Added per-operator level performance stats for Query Processing

Cross post with https://aka.ms/sqlserverteam

When you are troubleshooting query performance, metrics are never too much. With that in mind, based on customer feedback, but also our own CSS support, we have added runtime information to Showplan, and exposed a new Extended Event in SQL Server 2016 RC0. We are adding the new Showplan info and Extended Event in an upcoming SQL Server 2014 Service Pack, and as usual deliver added value to in-market versions.

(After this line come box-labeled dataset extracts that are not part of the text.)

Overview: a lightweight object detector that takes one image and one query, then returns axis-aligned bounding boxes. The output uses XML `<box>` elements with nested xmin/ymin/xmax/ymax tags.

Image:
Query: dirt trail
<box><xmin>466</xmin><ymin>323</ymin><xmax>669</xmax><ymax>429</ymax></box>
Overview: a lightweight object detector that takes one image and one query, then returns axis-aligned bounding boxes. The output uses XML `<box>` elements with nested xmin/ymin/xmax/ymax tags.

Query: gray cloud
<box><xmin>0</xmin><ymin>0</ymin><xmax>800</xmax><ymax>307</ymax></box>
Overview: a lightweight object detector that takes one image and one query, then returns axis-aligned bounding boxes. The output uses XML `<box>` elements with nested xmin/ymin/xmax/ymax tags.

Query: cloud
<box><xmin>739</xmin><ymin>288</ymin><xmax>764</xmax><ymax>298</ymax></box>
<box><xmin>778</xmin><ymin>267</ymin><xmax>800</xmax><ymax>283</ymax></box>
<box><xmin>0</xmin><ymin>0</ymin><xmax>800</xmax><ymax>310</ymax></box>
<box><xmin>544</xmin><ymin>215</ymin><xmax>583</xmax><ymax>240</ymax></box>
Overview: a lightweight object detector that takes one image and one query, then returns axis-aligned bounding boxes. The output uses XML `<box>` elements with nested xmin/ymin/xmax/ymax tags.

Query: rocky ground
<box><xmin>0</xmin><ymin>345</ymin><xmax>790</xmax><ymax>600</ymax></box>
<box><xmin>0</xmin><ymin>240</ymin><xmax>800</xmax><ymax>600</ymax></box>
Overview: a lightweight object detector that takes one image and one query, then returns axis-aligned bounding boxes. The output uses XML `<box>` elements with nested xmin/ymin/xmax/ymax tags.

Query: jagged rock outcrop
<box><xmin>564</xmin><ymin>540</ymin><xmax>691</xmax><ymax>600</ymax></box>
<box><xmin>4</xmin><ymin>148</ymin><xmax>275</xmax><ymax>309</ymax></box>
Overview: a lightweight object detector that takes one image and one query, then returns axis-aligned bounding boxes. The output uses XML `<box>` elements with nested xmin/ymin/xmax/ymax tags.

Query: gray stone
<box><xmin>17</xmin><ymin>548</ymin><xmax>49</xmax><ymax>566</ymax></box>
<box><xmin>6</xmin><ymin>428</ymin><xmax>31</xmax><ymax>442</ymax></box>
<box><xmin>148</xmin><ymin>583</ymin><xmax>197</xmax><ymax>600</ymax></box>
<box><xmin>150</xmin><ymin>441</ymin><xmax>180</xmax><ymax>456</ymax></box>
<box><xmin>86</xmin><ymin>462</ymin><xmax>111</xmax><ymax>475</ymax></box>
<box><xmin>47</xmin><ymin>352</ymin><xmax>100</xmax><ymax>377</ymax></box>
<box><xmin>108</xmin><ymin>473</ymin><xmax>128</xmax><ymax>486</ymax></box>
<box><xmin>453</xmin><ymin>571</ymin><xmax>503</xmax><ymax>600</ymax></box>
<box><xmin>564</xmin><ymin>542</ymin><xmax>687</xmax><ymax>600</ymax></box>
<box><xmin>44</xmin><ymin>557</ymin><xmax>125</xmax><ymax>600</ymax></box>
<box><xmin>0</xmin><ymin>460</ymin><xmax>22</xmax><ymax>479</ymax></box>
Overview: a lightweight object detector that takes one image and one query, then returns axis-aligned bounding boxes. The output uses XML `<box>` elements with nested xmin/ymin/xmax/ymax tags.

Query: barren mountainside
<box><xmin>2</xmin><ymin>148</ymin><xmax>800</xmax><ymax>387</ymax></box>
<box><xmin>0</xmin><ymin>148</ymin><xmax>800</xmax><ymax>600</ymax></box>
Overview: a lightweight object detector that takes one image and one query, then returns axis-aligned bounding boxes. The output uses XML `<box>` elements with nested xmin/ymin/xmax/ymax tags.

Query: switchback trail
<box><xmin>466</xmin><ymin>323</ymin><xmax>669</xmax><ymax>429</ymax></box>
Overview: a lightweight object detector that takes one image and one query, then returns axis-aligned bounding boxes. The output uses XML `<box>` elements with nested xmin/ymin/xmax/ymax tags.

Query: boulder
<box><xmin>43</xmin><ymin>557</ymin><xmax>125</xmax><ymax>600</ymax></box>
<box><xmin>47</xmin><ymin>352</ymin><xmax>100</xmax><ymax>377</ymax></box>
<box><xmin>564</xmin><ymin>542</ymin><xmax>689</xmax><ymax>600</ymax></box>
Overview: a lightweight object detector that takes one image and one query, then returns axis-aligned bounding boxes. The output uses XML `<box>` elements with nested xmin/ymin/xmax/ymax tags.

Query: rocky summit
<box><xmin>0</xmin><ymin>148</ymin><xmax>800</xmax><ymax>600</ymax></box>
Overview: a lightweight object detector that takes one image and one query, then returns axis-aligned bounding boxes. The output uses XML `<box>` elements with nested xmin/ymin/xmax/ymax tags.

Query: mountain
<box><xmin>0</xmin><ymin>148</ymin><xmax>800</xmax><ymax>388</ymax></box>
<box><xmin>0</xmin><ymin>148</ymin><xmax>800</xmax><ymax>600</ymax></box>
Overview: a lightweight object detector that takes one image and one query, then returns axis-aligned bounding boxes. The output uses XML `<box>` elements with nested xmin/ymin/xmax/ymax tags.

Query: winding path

Regarding Showplan, take a test query on which we are doing a Clustered index Scan, and look the information available until SQL Server 2014:

 <RunTimeInformation>
   <RunTimeCountersPerThread Thread="0" ActualRows="8001" ActualEndOfScans="1" ActualExecutions="1" />
</RunTimeInformation>

We can see the scan returned 8001 rows, but that doesn’t give you much insight regarding performance of the scan.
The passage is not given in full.